In the race to prevent damage and destruction from the rising tide of climate change, the U.S. Army Corps of Engineers has a recommendation: raise 14,000 homes along Long Island’s South Shore.
The plan is one of several coming from a $6 million Nassau County Back Bays study focused on preventing flooding along the shore. Another recommendation is to flood-proof 2,500 business and industrial buildings near the water, according to Newsday.
Those affected by the proposed changes make up half of the Nassau County population. Approximately 350,000 people and 100,000 assets with an estimated total worth of $60 billion were considered in the study.
Other recommendations include raising businesses and industrial buildings three feet off the ground and better protecting walls, windows and doors from potential storm surges.
The report comes the same day Nassau County Executive Laura Curran announced several construction initiatives aimed at protecting homes and businesses on the South Shore from flooding. ABC7 reported the projects included installing self-regulating tidal gates and reconstructing drainage systems in addition to elevating and reinforcing areas of Silver Lake Park in Staten Island.

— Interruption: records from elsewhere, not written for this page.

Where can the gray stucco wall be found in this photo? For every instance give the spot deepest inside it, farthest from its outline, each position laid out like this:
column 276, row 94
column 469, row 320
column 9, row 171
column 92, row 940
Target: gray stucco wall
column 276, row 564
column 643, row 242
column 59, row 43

The study’s suggestion to raise tens of thousands of homes is estimated to top out at more than $3 billion. The Army Corps is set to detail more of the plans during a series of upcoming virtual meetings before the plans face approval from local and national officials, as well as a vote from Congress.
It’s not clear how the bill for these improvements would be footed. Similar projects in the past have seen 65 percent come from the federal level and 35 percent from the local level, but no funding decision has been made for this project, Newsday reports.
The study was commissioned five years ago after storm surges and flooding caused about $65 billion of damage to the South Shore as a result of Superstorm Sandy. That could only be the beginning of the costs of climate change, according to the study, which projects an estimated $1 billion in damage every year without improvements.
Surge barriers and tidal gates don’t appear to be under consideration, though, after the study determined that they failed to reduce water levels and even increased the potential for flooding in certain areas.